Here's one that came up a few weeks ago.
- Company has 300,000 twelve-month buyers, and a 50% annual retention rate.
- Company has 1,000,000 lapsed buyers, 5% will purchase next year.
- Company acquires 200,000 new buyers per year.
- Company wants to increase loyalty by 20% to grow the business.
Well, this can work.
First, let's look at how many buyers this brand will have next year.
- 300,000 * 0.50 + 1,000,000 * 0.05 + 200,000 = 400,000 buyers.
So this is a healthy business, isn't it?
Now, let's look at the impact of a twenty percent increase in loyalty.
- 300,000 * (0.50*1.20) + 1,000,000 * (0.05*1.20) + 200,000 = 440,000 buyers.
Here's the problem. It's REALLY HARD to increase customer loyalty. If it were easy to bump retention rates by 20%, everybody would be doing it, and all of our businesses would be growing at unfettered rates, right?
Try this one on for size. Grow new customers by 20%.
- 300,000 * 0.50 + 1,000,000 * 0.05 + 200,000*1.20 = 440,000 buyers.

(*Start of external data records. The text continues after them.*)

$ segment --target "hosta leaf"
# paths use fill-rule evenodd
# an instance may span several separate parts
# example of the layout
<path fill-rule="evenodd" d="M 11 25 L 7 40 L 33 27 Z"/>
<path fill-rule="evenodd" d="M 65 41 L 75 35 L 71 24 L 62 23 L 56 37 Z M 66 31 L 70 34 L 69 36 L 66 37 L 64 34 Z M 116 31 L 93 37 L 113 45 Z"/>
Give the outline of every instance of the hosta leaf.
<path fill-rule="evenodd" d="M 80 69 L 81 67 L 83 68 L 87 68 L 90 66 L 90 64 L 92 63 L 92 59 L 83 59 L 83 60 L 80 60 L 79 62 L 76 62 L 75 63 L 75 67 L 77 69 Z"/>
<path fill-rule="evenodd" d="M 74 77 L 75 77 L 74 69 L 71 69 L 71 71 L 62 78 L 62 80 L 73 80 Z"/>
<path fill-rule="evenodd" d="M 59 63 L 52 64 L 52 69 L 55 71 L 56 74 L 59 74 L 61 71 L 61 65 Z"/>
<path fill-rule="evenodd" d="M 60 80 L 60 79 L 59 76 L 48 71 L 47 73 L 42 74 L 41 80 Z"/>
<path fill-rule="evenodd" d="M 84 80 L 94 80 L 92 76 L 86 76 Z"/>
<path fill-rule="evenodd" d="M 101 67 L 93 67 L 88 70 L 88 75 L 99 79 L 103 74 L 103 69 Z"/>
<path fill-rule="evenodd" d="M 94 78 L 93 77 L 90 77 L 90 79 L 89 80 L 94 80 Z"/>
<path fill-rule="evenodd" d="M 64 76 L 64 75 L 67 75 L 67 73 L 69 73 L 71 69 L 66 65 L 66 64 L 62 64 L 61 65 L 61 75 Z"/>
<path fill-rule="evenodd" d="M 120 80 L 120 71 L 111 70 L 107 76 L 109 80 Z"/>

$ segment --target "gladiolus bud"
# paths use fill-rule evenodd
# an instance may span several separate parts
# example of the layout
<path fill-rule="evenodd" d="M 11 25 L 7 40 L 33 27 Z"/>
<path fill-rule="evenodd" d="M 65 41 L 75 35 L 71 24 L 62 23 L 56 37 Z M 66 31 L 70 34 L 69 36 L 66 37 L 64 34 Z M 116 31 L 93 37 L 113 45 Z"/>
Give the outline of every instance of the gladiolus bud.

Improving customer loyalty requires fundamental shifts in marketing, merchandising, and service. It's terribly hard to improve customer loyalty. Go back and look at retention rates over the past decade, you'll quickly notice that retention rates barely move.
Now go back and look at new customer acquisition counts over the past decade. You'll quickly notice that YOU decide new customer acquisition counts ... you make changes to your marketing budget, and you see an immediate cause-and-effect, don't you?
New customers matter. Best of all, you control your own destiny. So few loyalty initiatives push the peanut. So many new customer acquisition investments pay off over time.